What counts is my inner state, and this remains an impenetrable fog of un-reconciled, un-reconcilable dissatisfactions that coalesce into a yearning for the warmth of true love - a yearning that has never been met. I feel like a child weeping in the dark that sees itself as both unloved and unlovable, longing to appease a Parent that long ago showed (or so I’ve come to believe) that this was ultimately impossible.

Perhaps from time to time a temporary reprieve occurs, an experience of sharing and affection with someone, maybe even a fleeting moment of happiness or peace.

Then the darkness swirls back in. Despair hits again – and in that same old spot which is already bruised and wounded beyond all hope of healing.

The world then seems a weary and miserable place, and life itself no great gift.  But such an attitude is pure ingratitude, despondency.  What to do?

I am advised to “resist the devil” and to be submissive to God's omniscient will. I am reminded that the created object has no right to critique its Creator; the pot should not demand explanations of the Potter who formed it.

What consistent counsel! How very much like what my own parents drove home with their incessant mantra about how children should not “talk back” when scolded or disciplined.

So, our amazing and supposedly all-powerful God is just as insecure as my human mother and father, who in their surpassing maturity could not endure a child’s expressions of helpless grief and rage.

I want to forget them all.

To hell with parents and lovers and deities that need a person to be “just so” in order to merit their affection and approval – which they never give 100% anyway.

To hell with wagging one's tail in order to placate another person's misplaced fury, and betraying oneself over and over and over in the process.

To hell with carrying the burden of not being good enough, strong enough, smart enough, together enough . . .  anything enough.

To hell with being held responsible for how someone else is feeling, as though whatever is wrong in that person's life is my fault.

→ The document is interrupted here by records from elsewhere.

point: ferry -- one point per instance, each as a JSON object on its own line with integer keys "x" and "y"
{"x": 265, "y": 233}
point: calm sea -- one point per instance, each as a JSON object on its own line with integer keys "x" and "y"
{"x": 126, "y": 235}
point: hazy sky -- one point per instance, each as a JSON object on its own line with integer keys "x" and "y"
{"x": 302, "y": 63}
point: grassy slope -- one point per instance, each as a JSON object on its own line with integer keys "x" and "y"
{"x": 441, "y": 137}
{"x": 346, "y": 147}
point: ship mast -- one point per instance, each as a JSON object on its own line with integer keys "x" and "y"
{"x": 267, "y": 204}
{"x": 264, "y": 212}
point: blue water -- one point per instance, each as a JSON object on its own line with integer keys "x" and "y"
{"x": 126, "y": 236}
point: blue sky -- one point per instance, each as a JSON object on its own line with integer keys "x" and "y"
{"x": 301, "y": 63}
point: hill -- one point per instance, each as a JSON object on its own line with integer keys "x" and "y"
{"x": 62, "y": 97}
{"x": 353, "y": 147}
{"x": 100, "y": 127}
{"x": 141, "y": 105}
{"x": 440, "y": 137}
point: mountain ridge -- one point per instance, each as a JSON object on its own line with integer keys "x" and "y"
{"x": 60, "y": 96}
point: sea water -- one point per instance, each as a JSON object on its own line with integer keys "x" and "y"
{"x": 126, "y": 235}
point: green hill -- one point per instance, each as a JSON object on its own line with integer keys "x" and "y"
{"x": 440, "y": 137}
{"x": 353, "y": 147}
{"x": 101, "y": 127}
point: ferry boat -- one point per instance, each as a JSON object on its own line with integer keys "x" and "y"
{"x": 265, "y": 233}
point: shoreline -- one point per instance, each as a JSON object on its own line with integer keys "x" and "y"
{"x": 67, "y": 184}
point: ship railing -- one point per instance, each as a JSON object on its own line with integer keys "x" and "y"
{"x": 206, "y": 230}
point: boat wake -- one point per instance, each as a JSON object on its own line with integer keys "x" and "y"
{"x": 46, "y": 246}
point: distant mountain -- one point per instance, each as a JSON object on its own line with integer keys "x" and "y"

Let the dead bury their own dead.

2 comments:

  1. Wow how cool that last scripture came to me three days in row this week. Thanks for all you share, this came to me yeterday, I love it...The word for "law" in Aramaic points by it's roots to anything of beauty that helps relieve or take away that which deprives a human being of strength. Mathew 5:18 can be translated from the Aramaic as:

    Let your delight flow through us,
    in wave and particle.

    Let your pleasure manifest in us,
    in light and form.

    Let your desire act through us
    as communal and individual purpose.

    God 'Delights' in, with and through us. :)

    ReplyDelete
  2. What helps me when I'm feeling the way you seem to be feeling as expressed in this post (all courtesy of Michael Brown):

    1) Unconditionally give to myself that which I am seeking from others.

    2) Mirror exercise: a) Giving something to yourself (reflection gives back)
    b) Taking something from yourself (reflection takes away)

    Like MB says, there is nothing to get from this world.

    (But perhaps, a lot to give. Dee, you do give a lot, so please recognize that about yourself.)